Risk assessment

This notebook presents an exploration of different ways to assess the risk of recidivism based on a risk score.

Copyright 2015 Allen Downey

MIT License: http://opensource.org/licenses/MIT


In [1]:
from __future__ import print_function, division

import numpy as np
import pandas as pd
import thinkbayes2
import thinkplot

import matplotlib.pyplot as plt

import statsmodels.formula.api as smf

%matplotlib inline

Read the data:


In [2]:
df = pd.read_excel('helmus10yrfixed.xlsx')
df['recid'] = df['10-yr recidivate']
df.head()


Out[2]:
score 10-yr recidivate recid
0 -2 0 0
1 -2 0 0
2 -1 0 0
3 -1 0 0
4 -1 0 0

The last row of the table is the total, so we have to drop it.


In [3]:
df.tail()


Out[3]:
score 10-yr recidivate recid
699 10 1 1
700 10 1 1
701 10 1 1
702 11 0 0
703 NaN 204 204

Done.


In [4]:
df = df.dropna()
df.tail()


Out[4]:
score 10-yr recidivate recid
698 10 1 1
699 10 1 1
700 10 1 1
701 10 1 1
702 11 0 0

Logistic regression

Start with a logistic regression.


In [5]:
formula = 'recid ~ score'
model = smf.logit(formula, data=df)
results = model.fit(disp=False)
results.summary()


Out[5]:
Logit Regression Results
Dep. Variable: recid No. Observations: 703
Model: Logit Df Residuals: 701
Method: MLE Df Model: 1
Date: Fri, 13 Nov 2015 Pseudo R-squ.: 0.03919
Time: 09:56:23 Log-Likelihood: -406.84
converged: True LL-Null: -423.43
LLR p-value: 8.371e-09
coef std err z P>|z| [95.0% Conf. Int.]
Intercept -1.8129 0.194 -9.335 0.000 -2.194 -1.432
score 0.2048 0.037 5.534 0.000 0.132 0.277

We can use the model to predict probabilities for each score:


In [6]:
scores = range(-3, 13)
scores


Out[6]:
[-3, -2, -1, 0, 1, 2, 3, 4, 5, 6, 7, 8, 9, 10, 11, 12]

In [7]:
def make_predictions(results, scores):
    columns = ['score']
    new = pd.DataFrame(scores, columns=columns)
    return results.predict(new)

ps = make_predictions(results, scores)
for score, p in zip(scores, ps):
    print(score, p)


-3 0.0811230553353
-2 0.0977539746983
-1 0.117358915927
0 0.140284367251
1 0.166841660229
2 0.197272884005
3 0.231710970071
4 0.270137790771
5 0.312346491893
6 0.357916109828
7 0.406206803608
8 0.456381885955
9 0.507458085398
10 0.558379071389
11 0.608101233976
12 0.655677299314

And here's what that looks like graphically:


In [8]:
thinkplot.Plot(scores, ps)


Equivalently, we could get the fitted values from the results, which are in the form of log-odds, and convert to probabilities.


In [9]:
odds = np.exp(results.fittedvalues)
ps = odds / (1 + odds)
ps.head()


Out[9]:
0    0.097754
1    0.097754
2    0.117359
3    0.117359
4    0.117359
dtype: float64

To show confidence intervals on the estimated probabilities, we could transform the confidence intervals on the estimated parameters, but I prefer to do it by resampling.

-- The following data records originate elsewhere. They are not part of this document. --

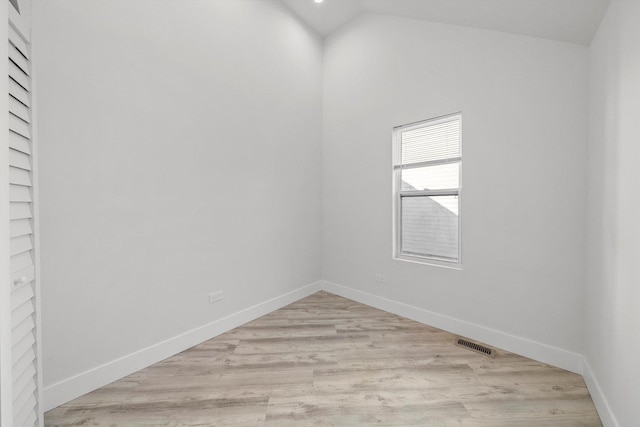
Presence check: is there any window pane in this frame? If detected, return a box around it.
[401,196,458,261]
[400,163,460,191]
[401,116,460,165]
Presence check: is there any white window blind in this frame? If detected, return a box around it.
[393,114,462,264]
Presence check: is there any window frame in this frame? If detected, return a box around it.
[392,111,463,270]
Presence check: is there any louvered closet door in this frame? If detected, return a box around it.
[9,15,40,427]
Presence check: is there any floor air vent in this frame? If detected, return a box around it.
[456,337,496,357]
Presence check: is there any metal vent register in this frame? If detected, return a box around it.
[455,337,496,357]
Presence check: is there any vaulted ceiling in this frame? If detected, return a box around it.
[282,0,610,45]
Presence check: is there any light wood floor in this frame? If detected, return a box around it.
[45,292,601,427]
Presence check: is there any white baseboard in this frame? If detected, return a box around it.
[43,282,321,411]
[582,358,620,427]
[43,280,592,412]
[320,280,583,374]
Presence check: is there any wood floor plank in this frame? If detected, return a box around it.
[45,292,602,427]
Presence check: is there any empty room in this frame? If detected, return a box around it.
[0,0,640,427]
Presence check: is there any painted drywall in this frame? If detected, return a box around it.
[33,0,322,386]
[323,15,588,356]
[584,0,640,426]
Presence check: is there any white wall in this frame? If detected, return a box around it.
[585,0,640,426]
[323,15,588,368]
[33,0,322,392]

Here's a simple version that plots 200 estimated lines to show uncertainty visually.


In [10]:
def plot_regression_lines(df, scores):
    columns = ['score']
    new = pd.DataFrame(scores, columns=columns)

    formula = 'recid ~ score'

    for i in range(200):
        sample = df.sample(len(df), replace=True)
        model = smf.logit(formula, data=sample)
        results = model.fit(disp=False)
        ps = results.predict(new)
        thinkplot.Plot(scores, ps, color='gray', alpha=0.05)
        
plot_regression_lines(df, scores)

ps = make_predictions(results, scores)
thinkplot.Plot(scores, ps)


Here's a more complicated version that plots the median of the resampled estimates in each column, and a 95% confidence interval.


In [11]:
def run_regressions(df, scores, iters=1000, formula='recid ~ score', color='gray'):
    columns = ['score']
    new = pd.DataFrame(scores, columns=columns)
    new['score2'] = new.score**2
    
    array = np.zeros((iters, len(scores)))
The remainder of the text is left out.